The results show mental health issues are more common than previously thought, according to iNews. But it also discovered that asking simple questions can help in identifying the problems the pregnant women reported.

Louise Howard, the author of the report and a professor at King’s College London, said of the findings, according to iNews:

In clinical practice, maternity professionals need to identify whether or not a woman has any mental disorder, not only mood disorders which until recently have been the main focus of concern. ... This study supports the NICE recommendation that women should be asked, by a non-judgmental and supportive health professional, at all contacts in pregnancy and after birth about their emotional well-being and are given the opportunity to respond to these structured questions.

So the researchers feel one solution to this issue is actually super simple: just talk to women about how they're feeling during their pregnancy, and identify if there are any underlying mental health issues that need to be treated. Doesn't seem like a ridiculous suggestion, right?

The NICE recommendation Howard spoke of is likely referring to the National Institute for Health and Care Excellence's antenatal and postnatal mental health guidelines. Under "depression and anxiety disorders," the guidelines notes that during a woman's first contact with primary care or during her booking visit, and during her early postnatal period, health care professionals should consider asking:

During the past month, have you often been bothered by feeling down, depressed or hopeless?
During the past month, have you often been bothered by having little interest or pleasure in doing things?

The questions are meant to be part of a general discussion about a woman's mental health and well-being, and depending on how she answers, NICE has other recommendations on how to move forward.

And yes, that really might be all it takes to get the ball rolling when it comes to helping women dealing with these issues during pregnancy.

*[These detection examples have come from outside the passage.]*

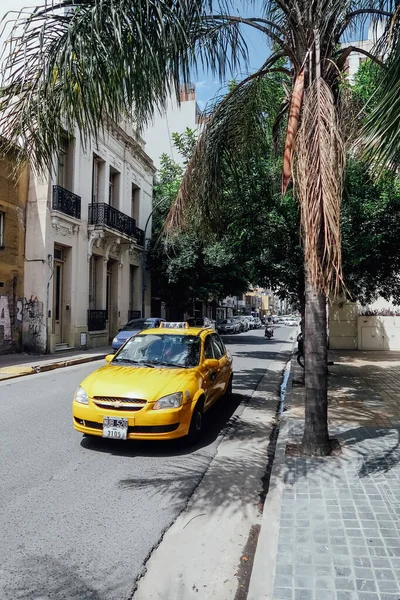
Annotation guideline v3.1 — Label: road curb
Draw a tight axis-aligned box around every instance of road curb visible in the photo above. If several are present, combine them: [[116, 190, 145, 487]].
[[247, 354, 294, 600], [0, 354, 107, 382]]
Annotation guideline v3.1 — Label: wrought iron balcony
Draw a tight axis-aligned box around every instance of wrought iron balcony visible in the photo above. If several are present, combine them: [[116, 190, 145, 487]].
[[88, 310, 107, 331], [53, 185, 81, 219], [89, 202, 144, 246], [128, 310, 142, 321]]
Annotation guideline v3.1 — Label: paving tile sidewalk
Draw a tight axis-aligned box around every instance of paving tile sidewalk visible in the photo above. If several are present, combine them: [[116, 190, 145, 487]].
[[0, 346, 111, 381], [274, 351, 400, 600]]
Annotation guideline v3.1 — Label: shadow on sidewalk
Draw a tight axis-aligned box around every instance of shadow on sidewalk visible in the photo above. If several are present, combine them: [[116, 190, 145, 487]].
[[283, 421, 400, 485]]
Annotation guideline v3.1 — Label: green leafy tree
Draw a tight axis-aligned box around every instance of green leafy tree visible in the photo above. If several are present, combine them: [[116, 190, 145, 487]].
[[148, 129, 249, 318]]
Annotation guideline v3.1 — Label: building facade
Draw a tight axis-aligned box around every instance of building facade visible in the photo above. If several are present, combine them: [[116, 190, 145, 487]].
[[341, 21, 385, 84], [23, 122, 155, 353], [0, 153, 28, 354], [143, 84, 202, 169]]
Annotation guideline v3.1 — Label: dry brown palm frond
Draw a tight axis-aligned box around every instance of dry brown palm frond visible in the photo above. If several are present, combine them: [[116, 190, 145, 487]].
[[296, 77, 345, 295], [282, 68, 304, 194]]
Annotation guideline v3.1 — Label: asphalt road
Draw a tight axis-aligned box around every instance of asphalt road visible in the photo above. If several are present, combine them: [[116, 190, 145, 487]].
[[0, 327, 295, 600]]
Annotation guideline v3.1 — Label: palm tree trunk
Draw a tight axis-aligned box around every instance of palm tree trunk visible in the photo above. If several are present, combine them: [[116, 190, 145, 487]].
[[302, 281, 330, 456]]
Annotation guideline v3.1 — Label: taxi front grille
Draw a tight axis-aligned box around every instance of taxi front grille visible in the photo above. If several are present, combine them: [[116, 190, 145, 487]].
[[75, 417, 180, 434], [93, 396, 146, 412]]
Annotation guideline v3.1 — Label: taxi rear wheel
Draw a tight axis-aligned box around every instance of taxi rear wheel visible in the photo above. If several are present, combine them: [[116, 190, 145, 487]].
[[225, 375, 233, 399], [188, 400, 204, 443]]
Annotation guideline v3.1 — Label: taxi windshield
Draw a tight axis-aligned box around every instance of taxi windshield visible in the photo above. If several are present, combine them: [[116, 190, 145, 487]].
[[112, 333, 200, 368], [122, 319, 154, 331]]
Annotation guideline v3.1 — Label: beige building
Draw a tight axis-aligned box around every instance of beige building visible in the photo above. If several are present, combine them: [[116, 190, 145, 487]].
[[0, 153, 28, 354], [23, 123, 155, 353]]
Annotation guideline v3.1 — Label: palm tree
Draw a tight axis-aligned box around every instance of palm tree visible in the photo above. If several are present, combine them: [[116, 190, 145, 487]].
[[0, 0, 397, 454]]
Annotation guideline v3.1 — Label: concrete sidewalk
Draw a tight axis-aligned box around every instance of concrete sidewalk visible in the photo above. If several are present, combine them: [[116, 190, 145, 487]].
[[0, 346, 112, 381], [248, 351, 400, 600]]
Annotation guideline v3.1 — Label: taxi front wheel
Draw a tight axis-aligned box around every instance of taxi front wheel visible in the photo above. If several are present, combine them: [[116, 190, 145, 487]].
[[225, 375, 233, 400], [188, 401, 204, 444]]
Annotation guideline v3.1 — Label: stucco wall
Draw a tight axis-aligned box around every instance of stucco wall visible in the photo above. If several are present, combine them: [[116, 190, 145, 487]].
[[329, 302, 358, 350], [23, 126, 154, 353], [358, 316, 400, 350], [143, 98, 198, 169], [0, 154, 28, 354]]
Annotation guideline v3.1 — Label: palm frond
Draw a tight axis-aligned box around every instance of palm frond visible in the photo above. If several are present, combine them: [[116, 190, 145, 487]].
[[282, 69, 304, 194], [295, 77, 345, 294], [360, 21, 400, 171], [0, 0, 247, 170], [166, 54, 287, 232]]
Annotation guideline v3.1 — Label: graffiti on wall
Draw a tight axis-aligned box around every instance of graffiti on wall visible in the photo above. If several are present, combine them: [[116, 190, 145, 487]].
[[23, 296, 43, 337], [0, 296, 12, 342]]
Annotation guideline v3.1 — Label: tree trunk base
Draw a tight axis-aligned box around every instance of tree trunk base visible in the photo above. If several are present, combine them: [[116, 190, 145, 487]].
[[286, 438, 342, 458], [301, 439, 331, 456]]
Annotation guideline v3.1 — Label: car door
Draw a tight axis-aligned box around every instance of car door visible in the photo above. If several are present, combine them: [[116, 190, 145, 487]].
[[211, 333, 232, 398]]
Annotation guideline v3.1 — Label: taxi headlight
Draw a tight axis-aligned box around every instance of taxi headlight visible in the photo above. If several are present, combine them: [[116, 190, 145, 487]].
[[153, 392, 183, 410], [75, 386, 89, 404]]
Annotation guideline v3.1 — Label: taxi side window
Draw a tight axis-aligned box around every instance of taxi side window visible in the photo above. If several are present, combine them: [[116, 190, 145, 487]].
[[204, 335, 214, 359], [210, 334, 225, 360]]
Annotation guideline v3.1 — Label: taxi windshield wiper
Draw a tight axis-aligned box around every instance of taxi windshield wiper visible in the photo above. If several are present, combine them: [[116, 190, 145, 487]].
[[113, 358, 154, 369], [156, 360, 186, 369]]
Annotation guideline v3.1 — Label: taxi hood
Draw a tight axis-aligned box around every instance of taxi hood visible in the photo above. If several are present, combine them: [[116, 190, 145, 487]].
[[81, 363, 197, 402]]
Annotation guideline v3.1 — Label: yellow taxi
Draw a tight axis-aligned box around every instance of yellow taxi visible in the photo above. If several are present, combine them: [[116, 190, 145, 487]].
[[72, 322, 233, 441]]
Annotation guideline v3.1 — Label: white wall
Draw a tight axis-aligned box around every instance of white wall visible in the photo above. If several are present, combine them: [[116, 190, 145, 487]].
[[358, 316, 400, 350], [143, 98, 198, 169], [329, 302, 358, 350], [24, 121, 155, 352]]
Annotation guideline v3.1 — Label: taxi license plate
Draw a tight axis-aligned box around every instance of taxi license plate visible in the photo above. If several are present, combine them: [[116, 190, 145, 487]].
[[103, 417, 128, 440]]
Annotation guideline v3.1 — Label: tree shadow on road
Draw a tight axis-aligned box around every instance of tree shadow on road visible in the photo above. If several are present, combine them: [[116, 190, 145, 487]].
[[0, 555, 111, 600]]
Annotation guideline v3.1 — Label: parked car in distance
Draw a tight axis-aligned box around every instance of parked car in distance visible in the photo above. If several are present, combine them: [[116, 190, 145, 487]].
[[233, 316, 247, 333], [246, 315, 256, 329], [238, 315, 250, 331], [112, 317, 165, 350], [218, 317, 240, 333], [72, 323, 233, 441]]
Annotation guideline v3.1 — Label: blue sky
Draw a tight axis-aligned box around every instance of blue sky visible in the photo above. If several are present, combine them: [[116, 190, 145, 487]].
[[193, 27, 270, 109], [193, 9, 369, 109]]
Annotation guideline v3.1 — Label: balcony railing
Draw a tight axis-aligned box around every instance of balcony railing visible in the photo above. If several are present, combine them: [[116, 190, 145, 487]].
[[53, 185, 81, 219], [88, 310, 107, 331], [128, 310, 142, 321], [89, 202, 144, 246]]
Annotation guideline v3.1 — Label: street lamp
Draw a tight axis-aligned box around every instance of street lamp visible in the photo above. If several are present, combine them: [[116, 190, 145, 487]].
[[141, 198, 164, 319]]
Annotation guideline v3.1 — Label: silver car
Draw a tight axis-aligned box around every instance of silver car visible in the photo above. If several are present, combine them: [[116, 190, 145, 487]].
[[218, 319, 239, 333]]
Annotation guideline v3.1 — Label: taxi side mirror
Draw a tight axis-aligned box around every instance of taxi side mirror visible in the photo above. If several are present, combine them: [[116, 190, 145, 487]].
[[203, 358, 219, 370]]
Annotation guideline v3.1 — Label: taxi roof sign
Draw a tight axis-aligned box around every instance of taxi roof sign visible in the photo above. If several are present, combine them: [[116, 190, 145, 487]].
[[160, 321, 189, 329]]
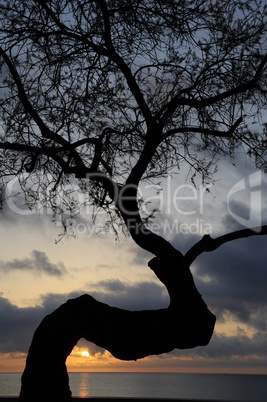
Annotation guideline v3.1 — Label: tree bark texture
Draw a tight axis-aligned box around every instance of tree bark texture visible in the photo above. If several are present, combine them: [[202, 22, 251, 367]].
[[20, 258, 216, 402]]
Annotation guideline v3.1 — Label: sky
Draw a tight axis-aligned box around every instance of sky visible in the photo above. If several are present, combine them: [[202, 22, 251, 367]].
[[0, 156, 267, 374]]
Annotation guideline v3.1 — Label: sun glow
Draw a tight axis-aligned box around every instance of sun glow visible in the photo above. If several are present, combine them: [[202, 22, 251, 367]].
[[82, 350, 89, 357]]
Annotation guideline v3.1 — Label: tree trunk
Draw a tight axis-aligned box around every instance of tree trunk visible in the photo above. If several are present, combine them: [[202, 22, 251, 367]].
[[20, 258, 215, 402]]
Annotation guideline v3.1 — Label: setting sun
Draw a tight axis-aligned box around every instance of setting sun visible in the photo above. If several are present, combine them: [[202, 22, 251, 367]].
[[82, 350, 89, 357]]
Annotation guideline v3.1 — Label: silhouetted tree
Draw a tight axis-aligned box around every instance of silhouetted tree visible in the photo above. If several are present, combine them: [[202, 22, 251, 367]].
[[0, 0, 267, 402]]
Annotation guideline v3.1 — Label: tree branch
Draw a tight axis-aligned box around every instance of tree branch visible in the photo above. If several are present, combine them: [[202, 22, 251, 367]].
[[162, 117, 243, 139], [159, 54, 267, 123], [185, 225, 267, 266], [0, 46, 85, 174]]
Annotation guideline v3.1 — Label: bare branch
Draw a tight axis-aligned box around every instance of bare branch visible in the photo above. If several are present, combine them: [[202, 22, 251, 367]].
[[185, 225, 267, 266]]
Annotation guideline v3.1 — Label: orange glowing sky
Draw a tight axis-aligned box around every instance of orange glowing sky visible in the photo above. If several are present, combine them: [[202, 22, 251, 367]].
[[0, 166, 267, 374]]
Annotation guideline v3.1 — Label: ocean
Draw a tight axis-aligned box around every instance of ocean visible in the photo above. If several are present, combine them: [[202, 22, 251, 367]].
[[0, 373, 267, 402]]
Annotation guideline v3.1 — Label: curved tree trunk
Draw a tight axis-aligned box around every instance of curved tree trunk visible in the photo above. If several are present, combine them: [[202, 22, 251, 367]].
[[20, 254, 215, 402]]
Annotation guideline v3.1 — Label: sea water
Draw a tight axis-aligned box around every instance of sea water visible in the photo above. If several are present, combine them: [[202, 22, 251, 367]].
[[0, 373, 267, 402]]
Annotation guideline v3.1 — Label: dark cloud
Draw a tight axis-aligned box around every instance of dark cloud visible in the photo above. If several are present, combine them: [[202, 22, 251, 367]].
[[0, 250, 66, 277], [188, 236, 267, 330]]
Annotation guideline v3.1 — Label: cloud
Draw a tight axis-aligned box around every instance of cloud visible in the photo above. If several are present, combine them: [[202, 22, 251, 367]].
[[0, 250, 66, 277]]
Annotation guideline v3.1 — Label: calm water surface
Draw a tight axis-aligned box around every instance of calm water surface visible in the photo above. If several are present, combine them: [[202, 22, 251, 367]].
[[0, 373, 267, 402]]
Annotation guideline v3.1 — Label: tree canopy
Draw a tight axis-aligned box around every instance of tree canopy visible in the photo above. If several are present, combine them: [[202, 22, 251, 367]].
[[0, 0, 267, 402], [0, 0, 267, 239]]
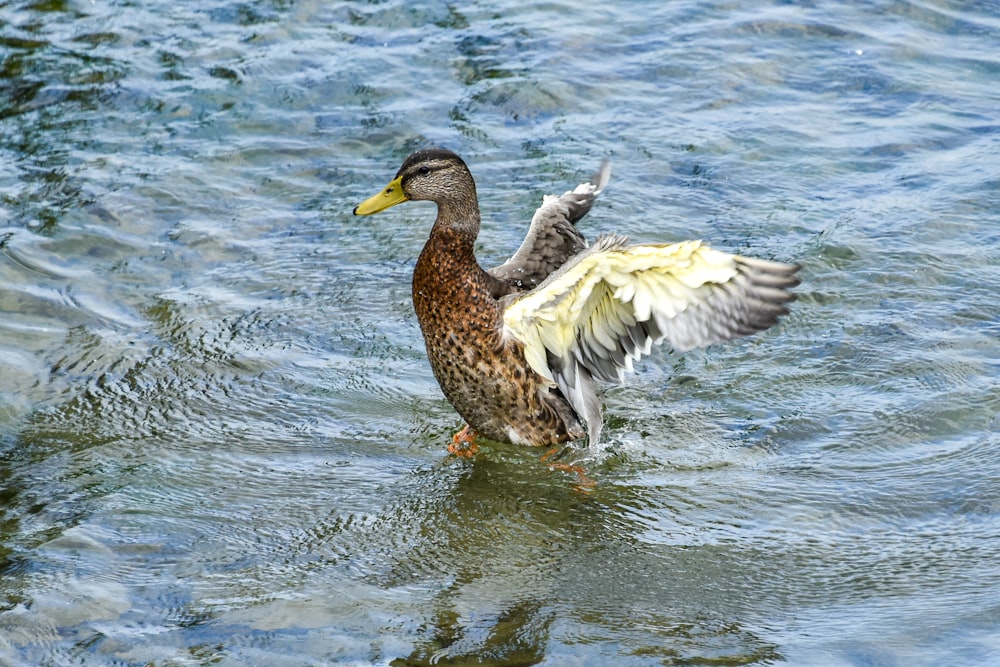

One woman named Liberty told the BBC that a hospital midwife could tell she was "anxious and not very well" during one of her checkups for a second pregnancy, and after that, she agreed to see a specialist about how she was feeling. She told the BBC:

For me the midwifery services were brilliant. It depends partly on the individual's capacity for asking those difficult questions and interpreting people's reticence and being open and non-judgmental. That's what they did so well.

It's likely the non-judgmental part of the questioning that both Liberty and Howard brought up that is key. No woman wants to feel like she's being judged when she's already struggling with these really tough issues. Supportive health care professionals are very important when it comes to getting these women to open up and seek help if they're really having trouble with anxiety, depression, and other mental health issues during pregnancy.

This study may have found that a quarter of pregnant women struggle with mental health problems, but that doesn't have to be the end of the discussion. Checking up on women's mental well-being, as well as their physical health, is paramount to identifying and treating these concerns. Everyone should be willing to get behind that solution, because it can only lead to more happy, healthy moms and babies.